|Publication Date||February 2007|
|Series||Gender and History|
Despite current debate over the paternal role, fatherhood is a relatively new area of investigation in literary, historical and cultural studies. The contributors to this illustrated, interdisciplinary volume - one of the first extended investigations of paternity in nineteenth-century Britain and its empire - penetrate the stereotype of the Victorian paterfamilias to uncover intimate and involved, authoritarian and austere fathers. Finding surprising precursors of the 'new man' and the 'lone father', Trev Lynn Broughton and Helen Rogers provide an essential overview of changing ideologies and practices of fatherhood as the family acquired its distinctively modern form.

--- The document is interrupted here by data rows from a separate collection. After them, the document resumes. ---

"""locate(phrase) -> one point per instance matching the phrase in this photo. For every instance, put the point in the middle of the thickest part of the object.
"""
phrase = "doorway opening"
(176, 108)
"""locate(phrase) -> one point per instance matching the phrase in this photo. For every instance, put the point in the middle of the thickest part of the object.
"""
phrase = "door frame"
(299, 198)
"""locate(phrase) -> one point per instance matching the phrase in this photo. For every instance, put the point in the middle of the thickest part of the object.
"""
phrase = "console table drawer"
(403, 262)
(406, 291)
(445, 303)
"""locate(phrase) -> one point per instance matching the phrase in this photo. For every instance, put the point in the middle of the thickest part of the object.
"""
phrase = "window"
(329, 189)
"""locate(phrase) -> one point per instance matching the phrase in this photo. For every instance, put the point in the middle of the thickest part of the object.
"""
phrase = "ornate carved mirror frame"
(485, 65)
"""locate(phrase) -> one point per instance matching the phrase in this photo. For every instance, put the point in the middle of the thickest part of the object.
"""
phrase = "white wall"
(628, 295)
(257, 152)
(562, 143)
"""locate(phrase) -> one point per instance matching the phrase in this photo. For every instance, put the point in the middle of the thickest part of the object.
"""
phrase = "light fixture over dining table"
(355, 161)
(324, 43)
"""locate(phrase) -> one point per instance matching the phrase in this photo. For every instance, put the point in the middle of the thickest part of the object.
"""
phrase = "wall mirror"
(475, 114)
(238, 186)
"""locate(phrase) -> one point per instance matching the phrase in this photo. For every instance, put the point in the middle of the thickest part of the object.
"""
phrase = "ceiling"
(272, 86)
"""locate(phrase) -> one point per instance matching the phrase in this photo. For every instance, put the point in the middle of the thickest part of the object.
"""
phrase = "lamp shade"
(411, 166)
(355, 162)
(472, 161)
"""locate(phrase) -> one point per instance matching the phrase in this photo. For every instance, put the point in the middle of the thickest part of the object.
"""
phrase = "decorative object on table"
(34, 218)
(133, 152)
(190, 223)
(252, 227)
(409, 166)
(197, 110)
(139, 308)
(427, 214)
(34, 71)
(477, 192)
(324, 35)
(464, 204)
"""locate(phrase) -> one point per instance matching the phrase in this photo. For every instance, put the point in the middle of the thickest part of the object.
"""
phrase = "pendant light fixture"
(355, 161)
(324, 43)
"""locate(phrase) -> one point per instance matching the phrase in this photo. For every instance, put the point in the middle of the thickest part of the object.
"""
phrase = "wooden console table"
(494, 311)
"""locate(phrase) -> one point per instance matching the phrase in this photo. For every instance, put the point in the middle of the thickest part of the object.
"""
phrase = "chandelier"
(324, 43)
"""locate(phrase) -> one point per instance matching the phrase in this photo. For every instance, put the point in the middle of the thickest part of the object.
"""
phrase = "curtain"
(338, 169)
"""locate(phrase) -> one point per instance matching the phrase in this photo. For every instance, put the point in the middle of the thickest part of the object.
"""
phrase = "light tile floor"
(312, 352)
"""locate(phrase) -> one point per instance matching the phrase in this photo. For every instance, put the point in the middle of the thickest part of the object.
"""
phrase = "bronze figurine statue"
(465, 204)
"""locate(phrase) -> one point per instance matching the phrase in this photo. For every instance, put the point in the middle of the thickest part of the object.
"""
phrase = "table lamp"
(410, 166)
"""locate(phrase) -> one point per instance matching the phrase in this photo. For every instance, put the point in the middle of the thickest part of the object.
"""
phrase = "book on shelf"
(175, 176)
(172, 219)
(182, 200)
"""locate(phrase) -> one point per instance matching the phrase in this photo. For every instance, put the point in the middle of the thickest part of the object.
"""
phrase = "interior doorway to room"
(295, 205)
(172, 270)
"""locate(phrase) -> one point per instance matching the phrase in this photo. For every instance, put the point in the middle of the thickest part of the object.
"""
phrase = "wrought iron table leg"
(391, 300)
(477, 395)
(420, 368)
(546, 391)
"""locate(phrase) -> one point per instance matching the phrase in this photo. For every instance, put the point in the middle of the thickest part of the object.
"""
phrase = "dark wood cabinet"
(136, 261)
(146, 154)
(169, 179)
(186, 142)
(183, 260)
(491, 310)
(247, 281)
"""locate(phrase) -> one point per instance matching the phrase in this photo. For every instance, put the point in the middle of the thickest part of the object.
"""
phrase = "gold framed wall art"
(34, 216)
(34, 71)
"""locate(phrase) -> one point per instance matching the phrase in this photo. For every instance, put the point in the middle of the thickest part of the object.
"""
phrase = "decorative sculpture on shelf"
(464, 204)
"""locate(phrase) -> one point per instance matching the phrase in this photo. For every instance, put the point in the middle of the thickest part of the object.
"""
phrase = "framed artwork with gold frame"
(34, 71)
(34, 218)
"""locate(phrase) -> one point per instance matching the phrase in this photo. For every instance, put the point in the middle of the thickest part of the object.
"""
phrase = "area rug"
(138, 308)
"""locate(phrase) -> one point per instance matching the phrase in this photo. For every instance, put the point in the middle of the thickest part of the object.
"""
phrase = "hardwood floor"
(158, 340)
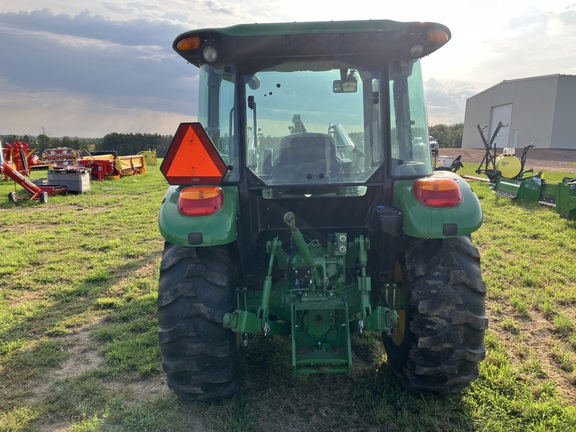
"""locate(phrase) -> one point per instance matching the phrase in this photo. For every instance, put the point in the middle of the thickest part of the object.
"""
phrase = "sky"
(84, 68)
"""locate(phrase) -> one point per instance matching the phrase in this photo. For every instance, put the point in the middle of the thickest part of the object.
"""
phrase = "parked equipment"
(108, 165)
(274, 226)
(36, 192)
(509, 179)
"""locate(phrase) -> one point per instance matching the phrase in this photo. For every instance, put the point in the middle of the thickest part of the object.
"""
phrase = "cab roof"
(306, 40)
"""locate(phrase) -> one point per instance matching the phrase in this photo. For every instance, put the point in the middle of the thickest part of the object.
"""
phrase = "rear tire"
(201, 358)
(439, 340)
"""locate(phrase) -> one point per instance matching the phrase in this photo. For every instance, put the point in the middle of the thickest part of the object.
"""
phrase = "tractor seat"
(306, 158)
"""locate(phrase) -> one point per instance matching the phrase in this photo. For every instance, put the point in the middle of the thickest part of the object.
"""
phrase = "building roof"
(522, 79)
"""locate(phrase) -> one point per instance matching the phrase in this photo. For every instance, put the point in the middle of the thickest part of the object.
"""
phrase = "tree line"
(122, 143)
(131, 143)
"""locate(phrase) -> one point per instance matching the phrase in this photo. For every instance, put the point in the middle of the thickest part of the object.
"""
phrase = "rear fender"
(438, 222)
(216, 229)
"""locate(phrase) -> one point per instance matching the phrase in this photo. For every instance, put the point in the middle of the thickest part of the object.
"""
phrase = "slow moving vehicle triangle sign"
(192, 158)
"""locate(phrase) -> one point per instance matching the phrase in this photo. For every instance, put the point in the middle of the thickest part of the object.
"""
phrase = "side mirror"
(345, 86)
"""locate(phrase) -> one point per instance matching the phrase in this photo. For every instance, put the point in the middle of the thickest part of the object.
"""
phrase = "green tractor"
(303, 203)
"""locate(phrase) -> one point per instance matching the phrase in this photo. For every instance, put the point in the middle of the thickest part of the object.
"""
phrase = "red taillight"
(200, 200)
(436, 192)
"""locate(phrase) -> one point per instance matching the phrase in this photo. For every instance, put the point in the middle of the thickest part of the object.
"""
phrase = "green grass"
(79, 352)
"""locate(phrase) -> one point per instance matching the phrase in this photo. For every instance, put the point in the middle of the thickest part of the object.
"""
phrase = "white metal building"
(539, 110)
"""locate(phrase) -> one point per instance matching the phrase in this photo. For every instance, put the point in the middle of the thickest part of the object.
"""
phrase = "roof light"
(189, 44)
(417, 51)
(200, 200)
(209, 53)
(438, 36)
(192, 158)
(437, 192)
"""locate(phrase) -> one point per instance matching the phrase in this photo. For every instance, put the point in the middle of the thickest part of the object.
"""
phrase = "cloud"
(446, 100)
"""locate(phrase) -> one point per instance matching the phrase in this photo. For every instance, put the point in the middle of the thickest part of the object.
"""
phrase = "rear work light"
(434, 192)
(200, 200)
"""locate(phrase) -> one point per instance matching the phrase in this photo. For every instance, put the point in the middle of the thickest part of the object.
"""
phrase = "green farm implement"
(509, 179)
(303, 203)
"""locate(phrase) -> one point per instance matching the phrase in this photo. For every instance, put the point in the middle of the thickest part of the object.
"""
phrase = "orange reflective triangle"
(192, 158)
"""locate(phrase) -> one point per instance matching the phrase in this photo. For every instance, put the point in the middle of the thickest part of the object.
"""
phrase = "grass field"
(78, 343)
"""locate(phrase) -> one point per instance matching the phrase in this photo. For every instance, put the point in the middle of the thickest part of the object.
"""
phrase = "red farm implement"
(16, 160)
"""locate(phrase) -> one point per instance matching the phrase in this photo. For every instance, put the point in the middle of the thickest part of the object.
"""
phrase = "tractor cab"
(327, 104)
(303, 204)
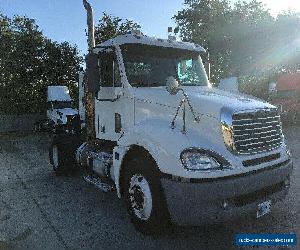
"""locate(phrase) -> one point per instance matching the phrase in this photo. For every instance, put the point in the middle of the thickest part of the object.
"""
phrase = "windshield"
(62, 104)
(150, 66)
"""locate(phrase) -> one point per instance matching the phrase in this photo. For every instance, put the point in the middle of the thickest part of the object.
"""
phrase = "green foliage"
(110, 26)
(29, 62)
(243, 39)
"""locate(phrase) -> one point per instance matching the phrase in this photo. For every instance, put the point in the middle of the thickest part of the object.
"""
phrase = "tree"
(29, 62)
(110, 26)
(203, 22)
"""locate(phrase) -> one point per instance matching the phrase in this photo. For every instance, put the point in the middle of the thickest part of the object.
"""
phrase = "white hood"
(204, 100)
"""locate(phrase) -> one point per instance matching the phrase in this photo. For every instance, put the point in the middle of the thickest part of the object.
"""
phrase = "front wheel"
(144, 198)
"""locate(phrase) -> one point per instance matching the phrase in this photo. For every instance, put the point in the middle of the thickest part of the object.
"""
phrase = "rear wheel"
(144, 197)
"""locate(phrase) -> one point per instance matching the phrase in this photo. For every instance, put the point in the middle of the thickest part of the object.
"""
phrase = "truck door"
(108, 97)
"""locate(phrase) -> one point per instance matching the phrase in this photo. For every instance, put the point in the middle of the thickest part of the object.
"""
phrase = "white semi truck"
(173, 148)
(60, 106)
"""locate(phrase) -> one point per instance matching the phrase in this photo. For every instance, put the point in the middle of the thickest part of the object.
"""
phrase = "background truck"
(59, 106)
(173, 148)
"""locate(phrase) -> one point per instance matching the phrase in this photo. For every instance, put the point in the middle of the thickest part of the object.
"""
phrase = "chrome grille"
(256, 132)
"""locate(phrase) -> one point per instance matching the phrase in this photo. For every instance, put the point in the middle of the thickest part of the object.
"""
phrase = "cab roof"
(142, 39)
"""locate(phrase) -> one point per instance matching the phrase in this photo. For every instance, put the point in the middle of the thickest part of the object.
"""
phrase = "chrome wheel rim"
(140, 197)
(55, 156)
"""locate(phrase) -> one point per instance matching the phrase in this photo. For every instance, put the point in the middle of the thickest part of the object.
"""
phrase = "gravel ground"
(41, 211)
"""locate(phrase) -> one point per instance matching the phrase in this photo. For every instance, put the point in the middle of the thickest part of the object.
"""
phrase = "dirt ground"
(41, 211)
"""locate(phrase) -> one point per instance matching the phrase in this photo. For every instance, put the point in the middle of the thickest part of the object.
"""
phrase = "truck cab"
(173, 148)
(59, 105)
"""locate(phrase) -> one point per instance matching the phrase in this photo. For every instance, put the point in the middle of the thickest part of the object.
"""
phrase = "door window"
(109, 70)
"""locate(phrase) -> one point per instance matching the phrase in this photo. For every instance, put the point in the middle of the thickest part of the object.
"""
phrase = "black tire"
(62, 154)
(158, 220)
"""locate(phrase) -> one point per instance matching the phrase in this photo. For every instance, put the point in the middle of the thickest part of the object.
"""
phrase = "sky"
(65, 20)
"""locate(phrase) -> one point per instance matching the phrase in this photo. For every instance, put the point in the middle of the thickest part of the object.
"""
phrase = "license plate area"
(263, 208)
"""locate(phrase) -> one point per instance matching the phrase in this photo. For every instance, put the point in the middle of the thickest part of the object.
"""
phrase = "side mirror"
(172, 85)
(93, 74)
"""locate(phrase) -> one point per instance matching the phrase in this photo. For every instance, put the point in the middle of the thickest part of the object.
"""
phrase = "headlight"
(228, 136)
(197, 159)
(227, 130)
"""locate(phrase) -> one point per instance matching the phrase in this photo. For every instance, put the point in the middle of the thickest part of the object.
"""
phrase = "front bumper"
(202, 201)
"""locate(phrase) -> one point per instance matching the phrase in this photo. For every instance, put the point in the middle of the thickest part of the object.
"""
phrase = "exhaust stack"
(90, 24)
(91, 76)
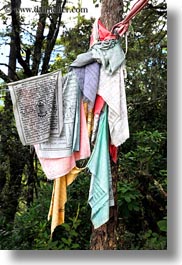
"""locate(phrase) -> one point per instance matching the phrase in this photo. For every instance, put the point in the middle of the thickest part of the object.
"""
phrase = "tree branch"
(52, 35)
(4, 77)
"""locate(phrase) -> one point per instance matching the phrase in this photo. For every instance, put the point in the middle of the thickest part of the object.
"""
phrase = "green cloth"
(100, 193)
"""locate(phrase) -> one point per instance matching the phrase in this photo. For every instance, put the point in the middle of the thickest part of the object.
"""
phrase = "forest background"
(25, 192)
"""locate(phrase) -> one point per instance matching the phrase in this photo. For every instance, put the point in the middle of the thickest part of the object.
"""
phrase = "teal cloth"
(76, 133)
(109, 53)
(100, 193)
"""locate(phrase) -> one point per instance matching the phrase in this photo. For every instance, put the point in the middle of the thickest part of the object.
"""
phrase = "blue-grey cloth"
(88, 78)
(100, 193)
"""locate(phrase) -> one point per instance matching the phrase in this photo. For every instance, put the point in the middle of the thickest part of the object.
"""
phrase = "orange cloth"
(59, 198)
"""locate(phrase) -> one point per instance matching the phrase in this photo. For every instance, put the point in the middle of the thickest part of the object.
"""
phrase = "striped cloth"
(100, 193)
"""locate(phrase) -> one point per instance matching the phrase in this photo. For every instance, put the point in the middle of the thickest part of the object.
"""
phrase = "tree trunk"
(105, 237)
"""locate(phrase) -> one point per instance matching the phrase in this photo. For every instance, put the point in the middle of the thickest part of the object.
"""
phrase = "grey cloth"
(110, 54)
(33, 104)
(88, 78)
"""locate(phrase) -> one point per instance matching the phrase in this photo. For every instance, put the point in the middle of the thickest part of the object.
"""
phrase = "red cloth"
(99, 104)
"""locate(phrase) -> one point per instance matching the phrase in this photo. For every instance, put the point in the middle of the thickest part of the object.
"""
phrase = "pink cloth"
(55, 168)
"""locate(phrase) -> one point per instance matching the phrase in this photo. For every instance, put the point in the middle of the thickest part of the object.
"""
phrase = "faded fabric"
(88, 78)
(33, 104)
(112, 90)
(63, 145)
(59, 198)
(100, 193)
(55, 168)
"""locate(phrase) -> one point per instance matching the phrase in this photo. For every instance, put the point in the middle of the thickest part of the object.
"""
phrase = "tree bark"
(105, 237)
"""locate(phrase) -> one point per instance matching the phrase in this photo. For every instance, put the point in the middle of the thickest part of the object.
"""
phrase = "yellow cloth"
(59, 197)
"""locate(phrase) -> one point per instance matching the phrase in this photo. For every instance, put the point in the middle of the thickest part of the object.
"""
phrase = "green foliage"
(142, 173)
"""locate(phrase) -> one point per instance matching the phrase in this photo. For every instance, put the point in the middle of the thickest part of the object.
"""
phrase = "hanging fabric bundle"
(64, 116)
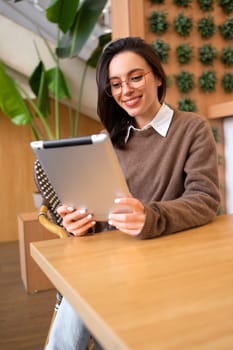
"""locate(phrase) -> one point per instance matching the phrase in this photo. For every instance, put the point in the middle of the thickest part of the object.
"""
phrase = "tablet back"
(84, 172)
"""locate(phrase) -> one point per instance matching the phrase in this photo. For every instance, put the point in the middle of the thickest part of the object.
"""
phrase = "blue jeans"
(68, 331)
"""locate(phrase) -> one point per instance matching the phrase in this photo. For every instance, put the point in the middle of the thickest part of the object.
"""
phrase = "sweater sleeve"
(200, 200)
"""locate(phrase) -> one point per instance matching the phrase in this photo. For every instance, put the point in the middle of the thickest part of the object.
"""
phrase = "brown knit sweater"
(175, 177)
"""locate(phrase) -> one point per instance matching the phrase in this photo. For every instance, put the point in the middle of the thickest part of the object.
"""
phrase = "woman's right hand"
(77, 222)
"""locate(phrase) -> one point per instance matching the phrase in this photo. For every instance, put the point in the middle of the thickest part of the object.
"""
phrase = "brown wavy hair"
(114, 118)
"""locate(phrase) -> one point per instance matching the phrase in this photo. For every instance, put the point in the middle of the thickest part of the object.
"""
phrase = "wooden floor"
(24, 318)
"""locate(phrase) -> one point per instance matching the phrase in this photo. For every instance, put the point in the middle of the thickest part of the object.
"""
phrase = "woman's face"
(134, 87)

Gender and Fatherhood in the Nineteenth Century:
- offers nuanced re-readings of artistic and literary representations of domesticity, investigations of fathering at home and at work, and of legal, political and religious discourses, suggesting that fatherhood generated more anxiety and debate than previously acknowledged
- explores how traditional conceptions of paternal authority worked to accommodate the 'cult of motherhood'
- examines how paternal power was embedded in social institutions
- shows how models of social fatherhood provided powerful men with a means of negotiating their relationship with working-class men and colonized subjects.
As these innovative essays demonstrate, the history of fatherhood can illuminate our understanding of class, society and empire as well as of gender and the family. Together they form an indispensable resource for anyone studying Victorian fatherhood as part of a History, Literature, Art, Social or Cultural Studies course.